Capital venue is off to a flyer

Quality is king at Edinburgh’s Forage and Chatter

By Matthew Lynas

DESPITE being one of the more recent additions to Edinburgh’s dining scene, Forage and Chatter on Alva Street has already built up a bit of a reputation.

• Forage: McNeil (left) and team.

The venue sits tantalisingly close to the top of the city’s Trip Advisor rankings with bookings filling up the former Edinburgh Larder Bistro site.
For owner Cameron McNeil, the ingredients to his venue’s early success are easily identifiable.
“I think there’s three things to that,” McNeil told SLTN.

“Quality and price point are two of them but [creating a] relaxed dining atmosphere rather than having to go somewhere with table linen and have a stuffy surrounding where no one speaks.
“That is the difference.

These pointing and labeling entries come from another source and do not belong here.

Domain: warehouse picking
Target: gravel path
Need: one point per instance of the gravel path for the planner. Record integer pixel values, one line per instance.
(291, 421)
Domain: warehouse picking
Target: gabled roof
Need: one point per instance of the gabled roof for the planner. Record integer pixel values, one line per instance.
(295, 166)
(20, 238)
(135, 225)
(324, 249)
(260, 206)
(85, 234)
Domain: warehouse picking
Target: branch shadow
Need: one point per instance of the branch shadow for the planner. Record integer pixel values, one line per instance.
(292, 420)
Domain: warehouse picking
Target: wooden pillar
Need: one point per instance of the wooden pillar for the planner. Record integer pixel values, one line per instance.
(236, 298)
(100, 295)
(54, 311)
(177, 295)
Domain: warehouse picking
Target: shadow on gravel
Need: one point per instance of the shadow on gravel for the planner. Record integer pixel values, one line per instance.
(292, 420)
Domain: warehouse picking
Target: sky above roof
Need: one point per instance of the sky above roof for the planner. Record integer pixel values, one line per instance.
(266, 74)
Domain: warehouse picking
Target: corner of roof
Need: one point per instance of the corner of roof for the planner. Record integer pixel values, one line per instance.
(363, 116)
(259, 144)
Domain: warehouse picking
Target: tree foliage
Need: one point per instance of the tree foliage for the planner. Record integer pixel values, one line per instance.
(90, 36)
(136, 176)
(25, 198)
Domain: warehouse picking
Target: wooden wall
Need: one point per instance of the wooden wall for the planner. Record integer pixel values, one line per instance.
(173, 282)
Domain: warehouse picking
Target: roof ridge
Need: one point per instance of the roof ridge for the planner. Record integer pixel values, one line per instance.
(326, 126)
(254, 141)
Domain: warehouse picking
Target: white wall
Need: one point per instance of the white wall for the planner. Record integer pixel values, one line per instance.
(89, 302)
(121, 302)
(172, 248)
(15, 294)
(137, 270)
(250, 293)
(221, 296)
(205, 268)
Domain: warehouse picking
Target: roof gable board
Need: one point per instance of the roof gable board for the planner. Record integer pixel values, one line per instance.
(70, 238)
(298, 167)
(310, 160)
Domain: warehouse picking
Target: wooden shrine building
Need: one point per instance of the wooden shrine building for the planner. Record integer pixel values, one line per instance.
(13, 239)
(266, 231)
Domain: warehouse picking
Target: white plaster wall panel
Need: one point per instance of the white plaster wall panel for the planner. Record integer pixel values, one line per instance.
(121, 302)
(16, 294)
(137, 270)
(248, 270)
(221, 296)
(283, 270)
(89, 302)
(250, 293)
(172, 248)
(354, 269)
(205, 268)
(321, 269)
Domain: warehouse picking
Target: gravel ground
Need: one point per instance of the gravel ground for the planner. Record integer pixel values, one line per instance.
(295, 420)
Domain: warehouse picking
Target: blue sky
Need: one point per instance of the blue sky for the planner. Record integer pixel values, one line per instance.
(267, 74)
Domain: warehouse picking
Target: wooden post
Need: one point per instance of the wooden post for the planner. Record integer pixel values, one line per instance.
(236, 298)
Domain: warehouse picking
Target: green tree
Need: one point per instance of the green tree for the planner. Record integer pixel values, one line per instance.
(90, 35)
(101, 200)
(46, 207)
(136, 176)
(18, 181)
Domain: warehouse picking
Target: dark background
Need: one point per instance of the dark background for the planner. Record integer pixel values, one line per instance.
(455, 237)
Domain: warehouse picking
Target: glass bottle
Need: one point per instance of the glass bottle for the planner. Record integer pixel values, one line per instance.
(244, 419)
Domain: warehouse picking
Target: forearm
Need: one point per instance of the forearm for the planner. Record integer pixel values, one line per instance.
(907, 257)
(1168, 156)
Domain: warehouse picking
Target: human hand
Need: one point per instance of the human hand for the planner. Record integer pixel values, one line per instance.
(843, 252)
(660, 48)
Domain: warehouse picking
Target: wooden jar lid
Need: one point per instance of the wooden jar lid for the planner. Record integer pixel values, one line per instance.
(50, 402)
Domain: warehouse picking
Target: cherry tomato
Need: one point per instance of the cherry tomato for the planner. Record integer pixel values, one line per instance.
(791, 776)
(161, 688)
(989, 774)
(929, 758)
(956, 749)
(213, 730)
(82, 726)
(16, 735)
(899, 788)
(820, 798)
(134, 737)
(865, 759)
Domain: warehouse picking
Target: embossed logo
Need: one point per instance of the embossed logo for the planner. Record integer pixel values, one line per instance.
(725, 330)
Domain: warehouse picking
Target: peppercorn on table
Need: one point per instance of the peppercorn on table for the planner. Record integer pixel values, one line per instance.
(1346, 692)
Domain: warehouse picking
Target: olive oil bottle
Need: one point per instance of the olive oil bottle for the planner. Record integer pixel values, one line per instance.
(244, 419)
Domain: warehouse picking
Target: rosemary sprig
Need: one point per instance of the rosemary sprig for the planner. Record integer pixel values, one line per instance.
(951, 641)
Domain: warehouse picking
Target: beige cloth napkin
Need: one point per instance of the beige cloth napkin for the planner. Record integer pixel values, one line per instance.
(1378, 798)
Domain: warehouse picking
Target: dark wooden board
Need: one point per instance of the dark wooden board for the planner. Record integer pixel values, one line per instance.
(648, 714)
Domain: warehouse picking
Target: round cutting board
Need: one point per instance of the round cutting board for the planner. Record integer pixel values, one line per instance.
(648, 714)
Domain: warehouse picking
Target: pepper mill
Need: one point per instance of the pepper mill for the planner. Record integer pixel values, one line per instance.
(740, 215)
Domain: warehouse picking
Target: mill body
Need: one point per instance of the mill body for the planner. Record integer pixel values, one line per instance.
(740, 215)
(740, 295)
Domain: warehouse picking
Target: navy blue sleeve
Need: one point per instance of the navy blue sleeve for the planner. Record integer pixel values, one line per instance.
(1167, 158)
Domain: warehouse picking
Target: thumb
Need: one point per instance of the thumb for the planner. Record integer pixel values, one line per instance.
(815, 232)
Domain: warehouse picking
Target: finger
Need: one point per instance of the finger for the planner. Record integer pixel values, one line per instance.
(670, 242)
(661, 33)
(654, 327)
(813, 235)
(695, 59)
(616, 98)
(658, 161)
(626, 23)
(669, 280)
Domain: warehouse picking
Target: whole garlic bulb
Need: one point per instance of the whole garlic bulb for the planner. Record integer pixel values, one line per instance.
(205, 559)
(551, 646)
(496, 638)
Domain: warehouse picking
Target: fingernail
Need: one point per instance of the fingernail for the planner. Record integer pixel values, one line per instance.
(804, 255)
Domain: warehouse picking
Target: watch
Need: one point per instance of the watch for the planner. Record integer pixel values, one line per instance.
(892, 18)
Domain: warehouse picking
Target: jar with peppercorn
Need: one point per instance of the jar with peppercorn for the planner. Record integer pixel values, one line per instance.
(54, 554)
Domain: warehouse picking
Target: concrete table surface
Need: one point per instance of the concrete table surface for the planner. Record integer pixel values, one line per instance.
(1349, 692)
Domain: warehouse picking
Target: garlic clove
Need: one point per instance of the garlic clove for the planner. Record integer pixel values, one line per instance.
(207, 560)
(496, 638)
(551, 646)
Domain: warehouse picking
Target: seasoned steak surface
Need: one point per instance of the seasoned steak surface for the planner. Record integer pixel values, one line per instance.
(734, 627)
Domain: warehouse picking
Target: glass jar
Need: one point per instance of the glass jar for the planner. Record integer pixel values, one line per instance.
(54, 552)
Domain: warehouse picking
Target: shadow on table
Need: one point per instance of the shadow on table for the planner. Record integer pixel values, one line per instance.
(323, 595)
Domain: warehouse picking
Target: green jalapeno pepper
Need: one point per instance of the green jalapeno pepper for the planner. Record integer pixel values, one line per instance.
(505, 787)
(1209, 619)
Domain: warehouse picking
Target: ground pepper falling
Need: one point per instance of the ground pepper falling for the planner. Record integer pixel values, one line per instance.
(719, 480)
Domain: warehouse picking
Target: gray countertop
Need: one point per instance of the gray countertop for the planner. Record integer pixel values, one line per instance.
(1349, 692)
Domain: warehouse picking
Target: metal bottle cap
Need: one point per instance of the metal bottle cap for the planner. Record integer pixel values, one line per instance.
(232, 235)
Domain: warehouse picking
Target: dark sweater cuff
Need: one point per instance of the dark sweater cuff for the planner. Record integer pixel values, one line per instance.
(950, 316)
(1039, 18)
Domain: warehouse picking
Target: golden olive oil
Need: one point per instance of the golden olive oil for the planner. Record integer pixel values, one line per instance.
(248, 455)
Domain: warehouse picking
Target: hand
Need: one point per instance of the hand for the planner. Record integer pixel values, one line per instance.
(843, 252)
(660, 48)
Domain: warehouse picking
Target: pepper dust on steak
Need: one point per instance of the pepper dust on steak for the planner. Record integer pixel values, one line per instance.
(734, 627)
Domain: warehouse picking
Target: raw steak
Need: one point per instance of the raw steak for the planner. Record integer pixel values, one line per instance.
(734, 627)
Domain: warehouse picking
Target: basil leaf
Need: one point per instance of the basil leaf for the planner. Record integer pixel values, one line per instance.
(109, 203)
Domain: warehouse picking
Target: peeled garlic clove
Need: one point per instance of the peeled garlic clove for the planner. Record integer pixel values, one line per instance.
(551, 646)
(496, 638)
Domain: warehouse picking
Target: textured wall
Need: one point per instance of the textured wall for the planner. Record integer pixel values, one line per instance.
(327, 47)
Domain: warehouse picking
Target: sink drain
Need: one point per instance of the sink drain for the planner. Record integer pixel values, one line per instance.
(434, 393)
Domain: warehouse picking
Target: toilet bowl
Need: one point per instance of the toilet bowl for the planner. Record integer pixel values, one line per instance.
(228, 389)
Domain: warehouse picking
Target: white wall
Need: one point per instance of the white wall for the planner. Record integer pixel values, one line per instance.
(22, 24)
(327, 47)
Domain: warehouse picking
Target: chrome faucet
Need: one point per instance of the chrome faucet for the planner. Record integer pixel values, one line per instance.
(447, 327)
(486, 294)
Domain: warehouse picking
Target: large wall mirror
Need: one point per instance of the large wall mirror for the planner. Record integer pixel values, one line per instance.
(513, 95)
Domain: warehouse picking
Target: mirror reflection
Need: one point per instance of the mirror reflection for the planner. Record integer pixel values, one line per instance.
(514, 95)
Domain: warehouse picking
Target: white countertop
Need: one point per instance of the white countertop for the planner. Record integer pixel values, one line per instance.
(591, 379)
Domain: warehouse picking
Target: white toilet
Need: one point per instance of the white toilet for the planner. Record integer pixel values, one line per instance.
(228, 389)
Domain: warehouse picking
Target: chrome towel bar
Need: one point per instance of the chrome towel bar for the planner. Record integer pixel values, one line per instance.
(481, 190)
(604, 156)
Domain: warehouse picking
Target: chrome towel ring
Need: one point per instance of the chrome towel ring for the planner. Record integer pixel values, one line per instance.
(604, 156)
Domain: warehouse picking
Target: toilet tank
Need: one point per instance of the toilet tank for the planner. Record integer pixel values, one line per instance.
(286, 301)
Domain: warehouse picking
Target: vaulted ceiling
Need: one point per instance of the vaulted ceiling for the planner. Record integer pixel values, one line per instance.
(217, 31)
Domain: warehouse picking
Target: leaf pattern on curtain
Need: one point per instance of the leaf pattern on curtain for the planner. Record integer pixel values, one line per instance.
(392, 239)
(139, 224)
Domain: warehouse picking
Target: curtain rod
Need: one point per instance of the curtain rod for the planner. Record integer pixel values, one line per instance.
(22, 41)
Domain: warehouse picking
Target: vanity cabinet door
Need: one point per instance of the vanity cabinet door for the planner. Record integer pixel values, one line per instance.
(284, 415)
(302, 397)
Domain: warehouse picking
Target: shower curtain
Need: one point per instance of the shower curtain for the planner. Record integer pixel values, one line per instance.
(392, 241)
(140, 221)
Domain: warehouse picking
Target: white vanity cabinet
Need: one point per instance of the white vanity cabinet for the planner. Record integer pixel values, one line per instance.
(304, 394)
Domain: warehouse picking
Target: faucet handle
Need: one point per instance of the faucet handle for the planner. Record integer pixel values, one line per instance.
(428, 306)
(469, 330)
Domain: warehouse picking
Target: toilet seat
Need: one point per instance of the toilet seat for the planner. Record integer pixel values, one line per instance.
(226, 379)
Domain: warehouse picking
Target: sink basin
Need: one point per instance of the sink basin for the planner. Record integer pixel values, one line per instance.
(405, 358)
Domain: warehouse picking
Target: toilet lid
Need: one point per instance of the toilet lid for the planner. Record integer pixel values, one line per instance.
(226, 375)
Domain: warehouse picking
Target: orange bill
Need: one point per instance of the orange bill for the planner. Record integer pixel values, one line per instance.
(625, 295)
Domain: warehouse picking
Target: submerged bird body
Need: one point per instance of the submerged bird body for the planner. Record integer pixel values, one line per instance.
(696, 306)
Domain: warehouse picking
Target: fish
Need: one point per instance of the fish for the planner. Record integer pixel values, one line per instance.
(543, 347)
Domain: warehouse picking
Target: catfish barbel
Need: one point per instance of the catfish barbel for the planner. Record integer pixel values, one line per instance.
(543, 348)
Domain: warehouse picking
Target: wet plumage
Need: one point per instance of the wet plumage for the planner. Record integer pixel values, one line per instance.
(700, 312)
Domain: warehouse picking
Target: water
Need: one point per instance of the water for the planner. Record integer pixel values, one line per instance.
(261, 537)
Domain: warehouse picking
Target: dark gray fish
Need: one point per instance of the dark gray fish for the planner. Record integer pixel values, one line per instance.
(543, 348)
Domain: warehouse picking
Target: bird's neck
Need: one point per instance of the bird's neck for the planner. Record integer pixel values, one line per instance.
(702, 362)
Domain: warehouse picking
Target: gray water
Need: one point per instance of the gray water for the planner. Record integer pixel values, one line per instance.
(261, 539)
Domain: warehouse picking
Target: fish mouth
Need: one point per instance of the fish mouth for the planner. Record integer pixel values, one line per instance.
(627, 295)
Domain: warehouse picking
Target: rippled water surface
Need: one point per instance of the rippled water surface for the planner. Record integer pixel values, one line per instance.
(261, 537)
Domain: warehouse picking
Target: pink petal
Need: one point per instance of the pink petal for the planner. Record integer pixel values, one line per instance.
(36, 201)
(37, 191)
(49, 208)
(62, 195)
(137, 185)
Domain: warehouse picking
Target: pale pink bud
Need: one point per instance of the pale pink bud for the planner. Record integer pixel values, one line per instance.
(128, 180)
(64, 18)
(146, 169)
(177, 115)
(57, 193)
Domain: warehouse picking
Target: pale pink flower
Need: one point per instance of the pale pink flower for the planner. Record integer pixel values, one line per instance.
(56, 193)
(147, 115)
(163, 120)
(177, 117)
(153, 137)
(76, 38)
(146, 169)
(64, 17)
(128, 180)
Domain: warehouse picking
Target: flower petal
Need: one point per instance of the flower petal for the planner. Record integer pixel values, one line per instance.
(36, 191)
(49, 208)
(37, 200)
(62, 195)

That is how the market is changing.”
Getting the atmosphere right was a high priority for McNeil when he picked up the keys to the Alva Street unit on August 24 last year.

With doors opening in October, McNeil drafted in his brother Nicholas Atterson, a former electrical mechanical engineer in the army, to lead the charge on the refit.
And there was no shortage of work to be done, with the venue “peeled back to nothing”, said McNeil.
On entering Forage and Chatter, guests can now be greeted at the custom-built bar by the front door while they wait for their table, the first new feature from a long list of renovations.

Bespoke fitted seating, complete with tartan cushions and hand stained and varnished tabletops line the walls of Forage and Chatter, while references to local sourcing can be seen throughout.

Whether it’s framed taxidermy butterflies, herbal foliage on the tables or paintings of various mushrooms and fungi, some of which can be found on the menu, the restaurant’s interior isn’t shy about sticking to a theme.
And it’s a theme that’s clear throughout, including in the restaurant’s conservatory-esque dining area, which is located through what would formerly have been the unit’s back steps and benefits from under-floor heating and a roof that keeps out the cold while letting in the light.

All of this is about creating the right atmosphere, according to McNeil, who reckons the dining experience is key to bringing customers through the door.
“Something that Gordon Ramsay said 15 years ago: always be looking with customers’ eyes and see what you’re doing,” said McNeil.

I put my heart and soul into it or I wouldn’t bother.

“You don’t want to be blowing your nose behind the bar, don’t be taking your phone out, because you don’t know what the guest sees.”
McNeil is no stranger to strict high standards; before starting out on his own with Forage and Chatter the restaurateur cut his teeth working at Robin Hutson’s Lime Wood Group.
In his half a decade working for the firm behind a number of luxury hotel, restaurant and spa venues south of the border, McNeil worked across almost all areas of the business – experience which he reckons has been useful for his new venture.

“There is certainly an advantage of having done every area,” he said.
“Even if we’re just talking about a restaurant specifically, having done housekeeping at a five star level you know how clean a room should be so you know how clean your restaurant should always be.
“Then obviously the food and beverage side, that excels because of a great passion for great service.”

McNeil definitely has a passion for great food and, having worked under Michelin-starred chef Angela Hartnett at the Lime Wood hotel, spa and restaurant in Lyndhurst, he’s been keen to replicate that quality of cooking in Edinburgh.
Local sourcing is at the heart of the Forage and Chatter menu, which offers Perthshire chicken breast, west coast hake and Scottish salmon, and McNeil said the dishes are presented to diners without any airs.

“There is no French terminology on my menu because we’re Scottish,” he said. “There’s no ‘creme brulee’, if there’s an English way to describe it we’ll describe it but there’s no French terminology.”
Serving up fine dining level food across two services over five days is not a low bar, and McNeil reckons he’s putting in 100 hours per week at the moment. And as things move forward at Forage and Chatter, that’s not something he can see changing.
“That’s what I’m used to,” he said. “Either I put my heart and soul into it 100% or I wouldn’t have bothered doing it.”